Dot Plot Implies Federal Reserve Is Nowhere Near Done Yet
Policymakers didn’t just revise up their inflation forecasts; they also seem to think that implied real rates may need to go higher than previously expected.
Fed Chair Jerome Powell is being vague about what constitutes “sufficiently restrictive” rates.
Photographer: Sarah Silbiger/Bloomberg
Federal Reserve policymakers decided to forgo any move in their policy rate Wednesday, leaving the target at 5% to 5.25% to allow time to assess the impact of past monetary tightening. But they are still feeling their way around in the dark to identify the level of rates that will bring down high and stubborn inflation, and the Fed’s Summary of Economic Projections suggests they’re not there just yet.

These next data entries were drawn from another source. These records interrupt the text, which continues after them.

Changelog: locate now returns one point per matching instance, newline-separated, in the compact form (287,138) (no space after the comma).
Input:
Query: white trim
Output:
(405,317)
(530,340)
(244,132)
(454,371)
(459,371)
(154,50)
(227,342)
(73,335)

Notably, the median projection in the so-called SEP — released simultaneously with Wednesday’s rate decision — increased even more for the fed funds rates than it did for projected inflation, implying that the committee sees a need for greater real rates to put sufficient restraint on the economy. A year ago, the Fed thought it could fight inflation by getting policy rates about 1.1 percentage points above projected inflation, but committee members have clearly started to reconsider that. Now, the typical policymaker seems to think that “real rates” will need to be as much as 2 percentage points above inflation in 2024.